Hollywood- there is a lot to be said for peace. Even if it's only a brief respite.

Socialworker- Thank you for sharing that. I'm so sorry to hear how your children have suffered. I have yet to hear stories of this going well despite spouse's assurances that my (I'm refusing to say our anymore) children "won't be traumatized."

I'm doing my best to take care of myself. I fear there's a bit of trauma bonding going on over here. But one particular thing I'm proud of is that I am not self-medicating with food.
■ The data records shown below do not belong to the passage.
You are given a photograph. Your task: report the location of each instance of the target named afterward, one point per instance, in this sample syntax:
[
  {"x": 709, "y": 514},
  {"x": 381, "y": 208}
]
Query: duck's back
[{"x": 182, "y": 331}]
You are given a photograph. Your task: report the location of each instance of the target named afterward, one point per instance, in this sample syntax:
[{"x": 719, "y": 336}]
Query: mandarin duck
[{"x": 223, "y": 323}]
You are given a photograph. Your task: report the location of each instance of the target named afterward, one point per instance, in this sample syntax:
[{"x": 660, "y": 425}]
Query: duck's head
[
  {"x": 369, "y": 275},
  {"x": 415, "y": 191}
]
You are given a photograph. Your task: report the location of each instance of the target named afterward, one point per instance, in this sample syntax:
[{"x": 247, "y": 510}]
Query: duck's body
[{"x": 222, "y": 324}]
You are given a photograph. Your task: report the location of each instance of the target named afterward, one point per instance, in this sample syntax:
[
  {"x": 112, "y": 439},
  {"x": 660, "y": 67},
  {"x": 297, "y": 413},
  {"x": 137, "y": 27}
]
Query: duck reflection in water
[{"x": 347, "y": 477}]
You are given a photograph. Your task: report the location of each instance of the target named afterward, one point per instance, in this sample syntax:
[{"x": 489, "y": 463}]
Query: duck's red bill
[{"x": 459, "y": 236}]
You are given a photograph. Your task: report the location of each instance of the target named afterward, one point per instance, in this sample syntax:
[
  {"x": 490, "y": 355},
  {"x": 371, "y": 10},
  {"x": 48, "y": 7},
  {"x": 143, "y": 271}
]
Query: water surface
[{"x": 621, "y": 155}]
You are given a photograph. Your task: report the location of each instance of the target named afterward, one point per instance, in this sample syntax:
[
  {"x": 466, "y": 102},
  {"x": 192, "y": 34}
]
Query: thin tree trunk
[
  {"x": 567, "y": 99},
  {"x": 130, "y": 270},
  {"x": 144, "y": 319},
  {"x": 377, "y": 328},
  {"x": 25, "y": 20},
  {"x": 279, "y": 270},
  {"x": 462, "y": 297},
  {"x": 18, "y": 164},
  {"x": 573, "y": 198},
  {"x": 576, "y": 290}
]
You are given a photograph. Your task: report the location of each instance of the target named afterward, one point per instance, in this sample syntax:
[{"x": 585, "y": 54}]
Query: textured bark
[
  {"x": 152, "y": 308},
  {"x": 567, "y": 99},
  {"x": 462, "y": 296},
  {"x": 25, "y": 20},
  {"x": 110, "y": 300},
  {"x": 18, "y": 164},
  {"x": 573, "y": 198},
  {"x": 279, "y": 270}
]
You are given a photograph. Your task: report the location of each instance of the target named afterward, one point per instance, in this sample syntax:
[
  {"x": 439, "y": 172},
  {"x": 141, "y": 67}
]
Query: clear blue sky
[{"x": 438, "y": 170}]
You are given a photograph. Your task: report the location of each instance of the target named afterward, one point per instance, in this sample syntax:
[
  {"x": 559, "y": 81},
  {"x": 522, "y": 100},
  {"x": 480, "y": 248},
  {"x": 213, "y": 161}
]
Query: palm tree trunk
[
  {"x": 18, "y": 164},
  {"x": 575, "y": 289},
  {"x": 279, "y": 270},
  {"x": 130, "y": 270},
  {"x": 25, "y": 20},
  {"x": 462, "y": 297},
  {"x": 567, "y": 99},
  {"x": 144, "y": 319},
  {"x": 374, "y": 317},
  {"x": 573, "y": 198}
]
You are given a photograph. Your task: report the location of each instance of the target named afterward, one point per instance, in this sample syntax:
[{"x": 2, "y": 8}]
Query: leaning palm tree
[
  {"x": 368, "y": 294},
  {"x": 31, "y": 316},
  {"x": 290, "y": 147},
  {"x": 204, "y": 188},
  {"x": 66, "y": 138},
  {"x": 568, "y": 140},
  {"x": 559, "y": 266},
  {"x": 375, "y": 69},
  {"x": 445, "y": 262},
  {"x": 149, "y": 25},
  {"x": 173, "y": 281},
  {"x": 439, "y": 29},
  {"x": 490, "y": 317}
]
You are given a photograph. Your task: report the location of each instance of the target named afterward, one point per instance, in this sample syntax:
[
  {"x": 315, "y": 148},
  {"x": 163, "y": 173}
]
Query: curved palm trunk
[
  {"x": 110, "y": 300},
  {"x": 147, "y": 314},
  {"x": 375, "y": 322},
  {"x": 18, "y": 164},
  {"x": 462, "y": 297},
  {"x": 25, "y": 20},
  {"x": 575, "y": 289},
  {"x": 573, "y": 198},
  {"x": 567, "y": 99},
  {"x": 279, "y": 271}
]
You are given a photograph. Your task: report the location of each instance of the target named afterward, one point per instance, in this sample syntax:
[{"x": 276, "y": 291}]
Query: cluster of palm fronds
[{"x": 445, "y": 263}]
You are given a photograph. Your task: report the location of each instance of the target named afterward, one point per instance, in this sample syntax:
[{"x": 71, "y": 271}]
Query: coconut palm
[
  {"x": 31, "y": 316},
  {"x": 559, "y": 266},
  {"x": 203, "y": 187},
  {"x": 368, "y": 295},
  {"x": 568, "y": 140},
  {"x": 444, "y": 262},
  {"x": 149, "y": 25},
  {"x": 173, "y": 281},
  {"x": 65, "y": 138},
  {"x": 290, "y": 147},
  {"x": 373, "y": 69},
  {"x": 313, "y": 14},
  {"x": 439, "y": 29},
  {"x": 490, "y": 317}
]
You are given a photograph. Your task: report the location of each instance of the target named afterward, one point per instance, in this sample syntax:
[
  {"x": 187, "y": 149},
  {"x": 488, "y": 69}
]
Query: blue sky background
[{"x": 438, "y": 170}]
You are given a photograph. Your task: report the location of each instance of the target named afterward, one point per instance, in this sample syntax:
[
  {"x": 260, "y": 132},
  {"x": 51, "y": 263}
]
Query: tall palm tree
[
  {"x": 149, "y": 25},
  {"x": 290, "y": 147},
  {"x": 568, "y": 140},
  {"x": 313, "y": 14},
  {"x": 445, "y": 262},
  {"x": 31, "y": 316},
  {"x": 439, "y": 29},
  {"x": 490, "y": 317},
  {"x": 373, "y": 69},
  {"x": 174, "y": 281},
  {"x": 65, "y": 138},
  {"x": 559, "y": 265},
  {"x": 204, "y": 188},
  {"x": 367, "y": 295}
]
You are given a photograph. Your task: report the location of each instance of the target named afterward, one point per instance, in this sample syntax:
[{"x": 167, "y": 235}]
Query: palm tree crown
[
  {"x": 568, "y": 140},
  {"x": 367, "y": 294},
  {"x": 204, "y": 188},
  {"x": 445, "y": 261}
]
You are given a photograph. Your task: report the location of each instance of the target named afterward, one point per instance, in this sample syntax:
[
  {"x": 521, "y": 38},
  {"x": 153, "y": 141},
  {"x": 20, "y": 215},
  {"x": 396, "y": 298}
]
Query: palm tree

I have lost 53 pounds since May and am determined to get back to my pre-wedding weight of 15 years ago.

SouthernTW · 13/10/2020 04:53

And I got a cut and dye job today! I'm going back to the redhead I used to be. In more ways than one.

TinselAngel · 13/10/2020 23:00

@SouthernTW

And I got a cut and dye job today! I'm going back to the redhead I used to be. In more ways than one.
Never under estimate the benefits of having good hair!